I really struggled with a topic for today because, for personal reasons, I’ve been really busy. That aside, I finally found something that I think is worth talking about. I’ve mentioned my biases before but I wanted to go more in depth about Taeyong because I think there’s something to be learned there with my story of how I came to change my mind about him.

First Impressions

When I first saw Taeyong, I didn’t really think much of him, but bizarrely, I didn’t trust him. I didn’t know what it was but whenever I looked at him I just got this vibe like he wasn’t quite trustworthy. If you’re familiar with NCT, you know that Taeyong got off to a rocky start. He was accused of a bunch of things, most of which I can’t remember anyhow, but there’s really no point in restating them. The gist is this: they were pretty mean things to accuse someone of doing.

But I didn’t know better so I believed them. And I felt like my suspicions were confirmed. He was a bad person, the internet said so. So even though there was no proof, I wrote Taeyong off.

And when they debuted, Taeyong made a formal apology for “the things he’d done.” But it was too late for me and I didn’t believe his apology. I didn’t even give him the time of day. I loved NCT U, however, so I powered through for them.

NCT 127 Debuts

Taeyong didn’t just disappear, though. He came back as the leader of NCT 127 and I wanted to support my boys so I stuck around for the debut despite my how I felt about Taeyong.

Then Limitless era happened. As incredible a song as Limitless is and as much as I love it now, I had zero interest in it when it dropped. Why? Their hair. It wasn’t even that it was cultural appropriation because let’s be honest–it happens all the time. It was the fact that it was really hideous cultural appropriation. It wasn’t enough for me to just power through and forget it. It was bad and I honestly never intended to return to them after it.

When It Happened

The Cherry Bomb teasers were what brought my attention back to NCT 127. I was taken aback by the color scheme and the graphics and I was genuinely excited to see what they had in store. As shallow as it sounds, when I saw Taeyong with his baby pink hair and his precious little pout in his teaser picture, I realized that I really didn’t know anything about him but I wanted to.

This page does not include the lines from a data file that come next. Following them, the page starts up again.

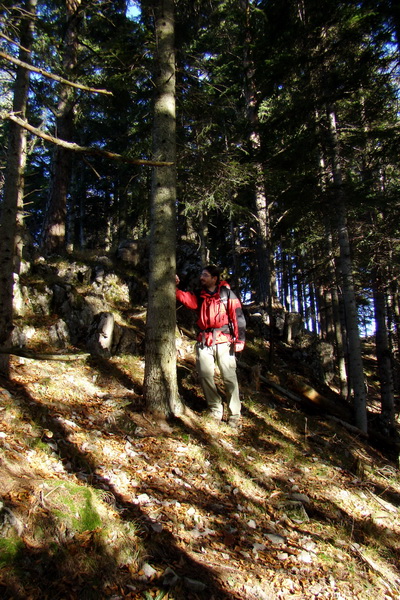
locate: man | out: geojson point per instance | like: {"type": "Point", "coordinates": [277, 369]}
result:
{"type": "Point", "coordinates": [222, 333]}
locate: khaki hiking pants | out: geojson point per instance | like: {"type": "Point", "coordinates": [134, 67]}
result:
{"type": "Point", "coordinates": [206, 359]}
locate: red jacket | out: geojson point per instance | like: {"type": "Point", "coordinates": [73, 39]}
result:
{"type": "Point", "coordinates": [221, 317]}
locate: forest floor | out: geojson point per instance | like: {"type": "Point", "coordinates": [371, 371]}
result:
{"type": "Point", "coordinates": [100, 500]}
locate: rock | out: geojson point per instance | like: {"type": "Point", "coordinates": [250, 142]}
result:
{"type": "Point", "coordinates": [194, 585]}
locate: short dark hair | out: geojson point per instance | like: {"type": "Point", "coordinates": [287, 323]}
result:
{"type": "Point", "coordinates": [213, 270]}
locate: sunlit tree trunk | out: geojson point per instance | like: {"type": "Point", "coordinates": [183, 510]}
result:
{"type": "Point", "coordinates": [11, 224]}
{"type": "Point", "coordinates": [383, 354]}
{"type": "Point", "coordinates": [160, 380]}
{"type": "Point", "coordinates": [356, 371]}
{"type": "Point", "coordinates": [54, 234]}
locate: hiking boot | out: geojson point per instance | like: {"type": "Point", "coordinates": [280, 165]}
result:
{"type": "Point", "coordinates": [214, 416]}
{"type": "Point", "coordinates": [234, 422]}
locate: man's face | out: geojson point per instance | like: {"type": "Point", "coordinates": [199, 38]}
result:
{"type": "Point", "coordinates": [207, 280]}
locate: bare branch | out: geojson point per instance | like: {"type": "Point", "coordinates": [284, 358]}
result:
{"type": "Point", "coordinates": [4, 36]}
{"type": "Point", "coordinates": [25, 65]}
{"type": "Point", "coordinates": [82, 149]}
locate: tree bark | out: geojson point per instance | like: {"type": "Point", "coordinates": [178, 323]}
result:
{"type": "Point", "coordinates": [160, 379]}
{"type": "Point", "coordinates": [383, 354]}
{"type": "Point", "coordinates": [56, 218]}
{"type": "Point", "coordinates": [11, 215]}
{"type": "Point", "coordinates": [356, 370]}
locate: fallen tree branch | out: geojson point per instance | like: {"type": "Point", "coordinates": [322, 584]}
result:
{"type": "Point", "coordinates": [82, 149]}
{"type": "Point", "coordinates": [25, 353]}
{"type": "Point", "coordinates": [58, 78]}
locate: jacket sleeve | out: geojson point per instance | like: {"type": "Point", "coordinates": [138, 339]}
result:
{"type": "Point", "coordinates": [237, 318]}
{"type": "Point", "coordinates": [188, 299]}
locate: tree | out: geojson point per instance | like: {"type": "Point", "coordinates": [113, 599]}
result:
{"type": "Point", "coordinates": [160, 379]}
{"type": "Point", "coordinates": [11, 224]}
{"type": "Point", "coordinates": [55, 225]}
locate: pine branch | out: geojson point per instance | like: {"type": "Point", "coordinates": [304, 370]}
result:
{"type": "Point", "coordinates": [81, 149]}
{"type": "Point", "coordinates": [25, 65]}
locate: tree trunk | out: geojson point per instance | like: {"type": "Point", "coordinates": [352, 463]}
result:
{"type": "Point", "coordinates": [54, 234]}
{"type": "Point", "coordinates": [262, 209]}
{"type": "Point", "coordinates": [160, 380]}
{"type": "Point", "coordinates": [11, 214]}
{"type": "Point", "coordinates": [383, 354]}
{"type": "Point", "coordinates": [356, 371]}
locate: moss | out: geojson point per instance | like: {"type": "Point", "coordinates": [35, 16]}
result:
{"type": "Point", "coordinates": [9, 550]}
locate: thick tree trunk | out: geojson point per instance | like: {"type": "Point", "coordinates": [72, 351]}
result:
{"type": "Point", "coordinates": [356, 371]}
{"type": "Point", "coordinates": [11, 211]}
{"type": "Point", "coordinates": [160, 381]}
{"type": "Point", "coordinates": [266, 286]}
{"type": "Point", "coordinates": [383, 355]}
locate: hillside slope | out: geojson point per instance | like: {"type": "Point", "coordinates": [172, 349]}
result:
{"type": "Point", "coordinates": [99, 500]}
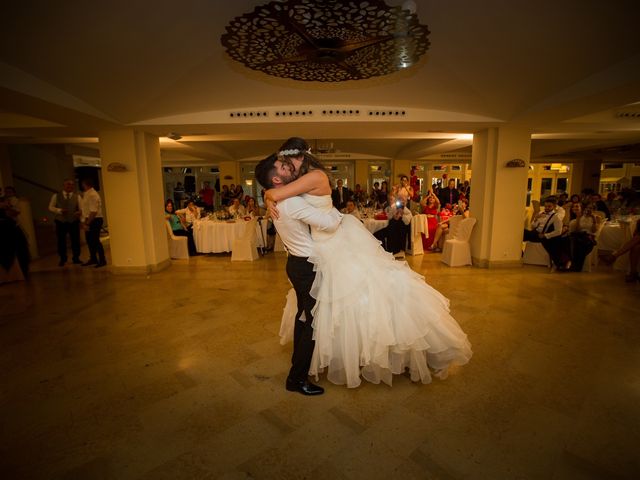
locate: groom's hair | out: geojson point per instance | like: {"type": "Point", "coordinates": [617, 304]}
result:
{"type": "Point", "coordinates": [266, 170]}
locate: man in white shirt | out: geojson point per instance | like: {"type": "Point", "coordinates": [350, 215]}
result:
{"type": "Point", "coordinates": [91, 207]}
{"type": "Point", "coordinates": [546, 228]}
{"type": "Point", "coordinates": [295, 218]}
{"type": "Point", "coordinates": [394, 236]}
{"type": "Point", "coordinates": [65, 206]}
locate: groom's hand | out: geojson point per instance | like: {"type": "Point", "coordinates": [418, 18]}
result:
{"type": "Point", "coordinates": [272, 209]}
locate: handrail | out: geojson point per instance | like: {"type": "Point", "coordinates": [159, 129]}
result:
{"type": "Point", "coordinates": [36, 184]}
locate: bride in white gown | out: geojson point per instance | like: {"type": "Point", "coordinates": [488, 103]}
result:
{"type": "Point", "coordinates": [374, 316]}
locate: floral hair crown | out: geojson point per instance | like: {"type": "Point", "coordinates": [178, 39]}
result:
{"type": "Point", "coordinates": [294, 152]}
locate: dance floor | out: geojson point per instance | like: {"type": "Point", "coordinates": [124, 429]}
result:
{"type": "Point", "coordinates": [180, 376]}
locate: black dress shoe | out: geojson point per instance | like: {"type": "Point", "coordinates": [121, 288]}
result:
{"type": "Point", "coordinates": [304, 387]}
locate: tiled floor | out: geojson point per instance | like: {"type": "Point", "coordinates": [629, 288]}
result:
{"type": "Point", "coordinates": [180, 376]}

So I went on Peach and asked for advice and one of my friends immediately said that Taeyong would be perfect for me. That shocked me. I was willing to give him a chance but I didn’t think he would be perfect.

My friend suggested I watch NCT Life to get to know him so I set aside a weekend and made the trek through every NCT Life available on Vlive. And damn, was she right.

Taeyong was the perfect man for me. He was kind, caring, selfless. He could cook and liked to clean. He was cute and a little bit of a baby. He had the sweetest laugh. He was a little self-conscious and a little silly and I loved everything about him. Virtually overnight, Taeyong went from the last person I would’ve ever liked to my number two bias.

So Why Does It Matter?

People change. People turn out to be different than you originally expected them to be. Yes, I have a very good read of people and typically my first impressions dictate how I feel about them, but sometimes I’m wrong. Sometimes you will be wrong too. What I want for people to get out of this is that you shouldn’t lock yourself into an opinion about someone–idol or not–just because you had a bad feeling about them once. Listen to your instinct, yes, but don’t just shut someone out for no reason. You may end up missing out on someone perfect.

Have you ever changed your mind about an idol? Or someone in your life? Leave me a comment and let me know!


  1. Taeyong also changed in my eyes thru watching NCT life. His persona on stage vs. his real motherly charm is truly adorable to compare. My main man was Ten when I first saw him in Hit The Stage. But when Ten wasn’t there in recent comebacks, Taeyong keeps sneaking up on me. Now I like them both. Turns out I’m really just attracted to dancers ☺️

    Liked by 2 people

  2. Not with an idol – but absolutely with a real people. I was bullied by girls who turned out to be great during later teen/early adolescent years. But I recall how scared I was of them when I was 12/13. They changed – they grew up. And they deserved a second chance because it’s not easy to go from wrong to right. It’s not easy to realize one was wrong. They made up for it by being great listeners and mature peers whom I enjoyed talking with. Mind you, we didn’t become best friends because it was high school. The cliche of cliques and groups existed. I became one of those who associated with many groups though – but still, their group and my group didn’t mesh well. That didn’t stop us from talking when we had the opportunity at school. And I really enjoyed those talks. I was happy they were in a better place in life, too.